When Lauren Fleishman’s grandfather, her last surviving grandparent, passed away seven years ago, she felt a sadness knowing she was no longer anyone’s granddaughter.
Around that time she also discovered a box of love letters next to his bed that he had written to her grandmother during World War II. It provided Fleishman with an epistolary connection to her grandfather, one that would shape a six-year project that focuses on couples who have been together for more than 50 years, now a book published by Schilt titled The Lovers.
“I think it’s the type of project that doesn’t only appeal to a photo-based community,” Fleishman said. “Part of it is that the couples are accessible; people can see their parents or grandparents in the images.”
That’s exactly what Fleishman looked for when she began working on The Lovers. The first image she took was of her friend’s grandparents, but she then began to visit senior dances looking out for couples whose faces reminded her of her grandparents. She would then approach the couples, ask to take their photographs, send them prints, and hope they would agree to be part of the series. From there, Fleishman would spend about an hour interviewing each couple and shooting their portrait with only two rolls of medium-format film.

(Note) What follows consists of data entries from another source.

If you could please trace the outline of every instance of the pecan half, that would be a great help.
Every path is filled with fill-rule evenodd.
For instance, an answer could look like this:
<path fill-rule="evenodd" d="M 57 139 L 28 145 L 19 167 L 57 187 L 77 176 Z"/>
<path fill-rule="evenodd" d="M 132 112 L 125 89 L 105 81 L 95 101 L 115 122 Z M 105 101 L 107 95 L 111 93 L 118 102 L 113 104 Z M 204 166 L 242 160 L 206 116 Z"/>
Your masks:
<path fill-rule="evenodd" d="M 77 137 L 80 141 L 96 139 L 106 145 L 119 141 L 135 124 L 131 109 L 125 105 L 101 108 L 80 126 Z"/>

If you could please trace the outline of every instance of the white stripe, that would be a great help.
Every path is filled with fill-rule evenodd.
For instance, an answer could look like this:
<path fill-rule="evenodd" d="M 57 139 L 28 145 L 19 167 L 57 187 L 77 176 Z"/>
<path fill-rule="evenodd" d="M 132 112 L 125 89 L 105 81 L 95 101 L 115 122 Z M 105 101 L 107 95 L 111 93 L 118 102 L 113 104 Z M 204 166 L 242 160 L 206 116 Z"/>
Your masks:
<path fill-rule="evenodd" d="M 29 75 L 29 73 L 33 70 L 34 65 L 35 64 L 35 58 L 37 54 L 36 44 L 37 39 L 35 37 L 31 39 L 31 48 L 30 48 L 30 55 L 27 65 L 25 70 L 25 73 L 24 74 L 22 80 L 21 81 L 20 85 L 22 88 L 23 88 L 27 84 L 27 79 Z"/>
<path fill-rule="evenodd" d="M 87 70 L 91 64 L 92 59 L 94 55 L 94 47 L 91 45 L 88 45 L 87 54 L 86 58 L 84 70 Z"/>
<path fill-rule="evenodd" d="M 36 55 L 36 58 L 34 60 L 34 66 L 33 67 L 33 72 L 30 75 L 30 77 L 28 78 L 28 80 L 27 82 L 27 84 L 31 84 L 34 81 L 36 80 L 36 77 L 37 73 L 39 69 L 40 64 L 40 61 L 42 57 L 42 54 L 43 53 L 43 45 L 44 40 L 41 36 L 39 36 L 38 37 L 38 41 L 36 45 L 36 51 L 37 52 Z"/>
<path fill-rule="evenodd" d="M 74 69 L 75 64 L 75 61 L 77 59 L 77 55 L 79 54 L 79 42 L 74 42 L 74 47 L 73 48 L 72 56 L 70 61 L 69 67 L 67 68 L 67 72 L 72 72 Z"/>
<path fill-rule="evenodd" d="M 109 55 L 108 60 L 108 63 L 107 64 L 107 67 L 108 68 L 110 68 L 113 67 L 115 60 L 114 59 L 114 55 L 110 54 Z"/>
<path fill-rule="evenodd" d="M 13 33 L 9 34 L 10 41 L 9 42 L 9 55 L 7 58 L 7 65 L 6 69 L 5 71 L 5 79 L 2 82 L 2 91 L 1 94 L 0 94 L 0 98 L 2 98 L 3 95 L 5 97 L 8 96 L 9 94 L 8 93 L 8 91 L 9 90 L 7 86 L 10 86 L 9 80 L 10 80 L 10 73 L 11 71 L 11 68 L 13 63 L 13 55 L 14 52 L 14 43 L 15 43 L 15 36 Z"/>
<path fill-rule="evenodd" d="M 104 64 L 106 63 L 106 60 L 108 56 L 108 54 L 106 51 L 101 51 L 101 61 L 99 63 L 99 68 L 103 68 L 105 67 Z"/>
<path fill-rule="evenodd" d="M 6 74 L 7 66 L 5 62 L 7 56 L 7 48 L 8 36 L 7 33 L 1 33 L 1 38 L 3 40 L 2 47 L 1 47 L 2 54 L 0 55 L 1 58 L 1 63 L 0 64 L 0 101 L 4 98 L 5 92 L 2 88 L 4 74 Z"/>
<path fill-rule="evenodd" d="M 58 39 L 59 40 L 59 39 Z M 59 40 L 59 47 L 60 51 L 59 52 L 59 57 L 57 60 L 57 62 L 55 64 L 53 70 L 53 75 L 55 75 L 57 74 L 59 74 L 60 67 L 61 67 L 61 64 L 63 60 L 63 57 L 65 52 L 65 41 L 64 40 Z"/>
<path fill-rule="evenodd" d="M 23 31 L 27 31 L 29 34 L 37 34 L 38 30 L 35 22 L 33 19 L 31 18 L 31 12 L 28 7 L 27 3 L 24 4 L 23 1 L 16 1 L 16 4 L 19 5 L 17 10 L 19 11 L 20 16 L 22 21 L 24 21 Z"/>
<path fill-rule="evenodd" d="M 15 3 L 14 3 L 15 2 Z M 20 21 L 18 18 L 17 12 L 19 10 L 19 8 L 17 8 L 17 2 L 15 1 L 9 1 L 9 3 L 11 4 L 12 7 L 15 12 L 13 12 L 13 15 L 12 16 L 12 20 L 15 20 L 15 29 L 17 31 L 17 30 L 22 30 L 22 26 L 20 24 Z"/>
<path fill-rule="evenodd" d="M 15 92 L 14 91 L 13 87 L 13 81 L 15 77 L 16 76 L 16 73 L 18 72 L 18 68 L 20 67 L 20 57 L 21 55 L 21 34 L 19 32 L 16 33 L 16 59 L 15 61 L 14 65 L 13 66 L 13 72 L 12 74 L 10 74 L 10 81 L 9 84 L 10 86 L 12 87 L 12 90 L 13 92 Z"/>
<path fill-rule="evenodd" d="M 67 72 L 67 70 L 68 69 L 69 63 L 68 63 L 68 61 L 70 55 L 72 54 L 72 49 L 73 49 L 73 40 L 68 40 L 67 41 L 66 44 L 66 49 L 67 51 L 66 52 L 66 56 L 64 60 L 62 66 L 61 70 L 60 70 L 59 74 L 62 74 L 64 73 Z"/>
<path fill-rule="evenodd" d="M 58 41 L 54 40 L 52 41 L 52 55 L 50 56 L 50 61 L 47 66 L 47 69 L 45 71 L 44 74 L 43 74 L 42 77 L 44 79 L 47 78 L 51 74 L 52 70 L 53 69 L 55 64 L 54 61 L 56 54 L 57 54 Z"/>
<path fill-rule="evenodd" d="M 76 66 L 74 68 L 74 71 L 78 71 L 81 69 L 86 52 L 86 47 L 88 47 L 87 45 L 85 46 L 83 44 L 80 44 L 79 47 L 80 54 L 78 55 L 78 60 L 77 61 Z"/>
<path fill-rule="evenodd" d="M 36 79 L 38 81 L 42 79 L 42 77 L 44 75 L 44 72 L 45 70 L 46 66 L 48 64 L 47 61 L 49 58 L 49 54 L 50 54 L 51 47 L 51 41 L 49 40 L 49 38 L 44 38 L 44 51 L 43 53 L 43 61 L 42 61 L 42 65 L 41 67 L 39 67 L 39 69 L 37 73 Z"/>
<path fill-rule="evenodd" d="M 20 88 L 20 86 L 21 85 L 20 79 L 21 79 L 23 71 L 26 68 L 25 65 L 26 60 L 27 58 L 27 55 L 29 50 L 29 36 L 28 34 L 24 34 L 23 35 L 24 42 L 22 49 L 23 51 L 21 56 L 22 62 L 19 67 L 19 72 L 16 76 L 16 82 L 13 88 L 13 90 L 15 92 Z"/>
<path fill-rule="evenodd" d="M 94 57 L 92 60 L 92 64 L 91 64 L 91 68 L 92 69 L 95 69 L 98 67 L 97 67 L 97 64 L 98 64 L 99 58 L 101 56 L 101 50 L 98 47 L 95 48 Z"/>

“The couples write their own love stories through the recorded interview,” Fleishman said. “So I do give the couples a voice, which is one reason I enjoy working on this project so much, because it is a collaborative process.”
She limited the amount of film used on the series because, as an editorial and commercial photographer, she is used to shooting a high volume of digital images and wanted to slow down and be more deliberate with this series. Regardless of the parameters, once it came time to edit the book, Fleishman was overwhelmed and surprised by the amount of work she had created both in the United States and Europe.
“As I was going through everything, I thought, Wow, this is an insane amount of work,” Fleishman laughed. “I didn’t realize it while I was working because I enjoyed it so much.”
“Working as a photographer in this industry is so difficult. You really have to love it and find a way to make it work for you because it is so tough.”
Although she was attracted to photography as a child, Fleishman said that she first realized the power of photography when she was 22 years old on assignment in the Midwest for the New York Times Magazine to photograph an Amish boy. For the Brooklyn native who currently resides in England, it felt like a very fortunate opportunity.
“It was the most incredible experience for me,” she said. “When I got back to New York I felt so lucky to have been able to have seen that and to have met him; I’ll never forget that feeling. I knew I was lucky to have experienced that.”
It’s a similar emotion to what she felt while creating The Lovers. She said many of the couples—both heterosexual and homosexual—were very open and shared a lot about their lives and how they had been able to stay together for as long as they had. Many said they couldn't imagine life without the other one and that their love had grown deeper over the years.
“The thing I learned is relationships take work, whether you’re one year in or 20 or 30 or 60 years, they all take work,” she said. “I do think about the book and how it will appear in 20 or 30 years. They all said during their day, divorce just wasn’t that common and some of them said they had thought about divorce, but they worked through it. Today it is maybe more acceptable to walk away than it was back then … for whatever reason they decided to stay with it.”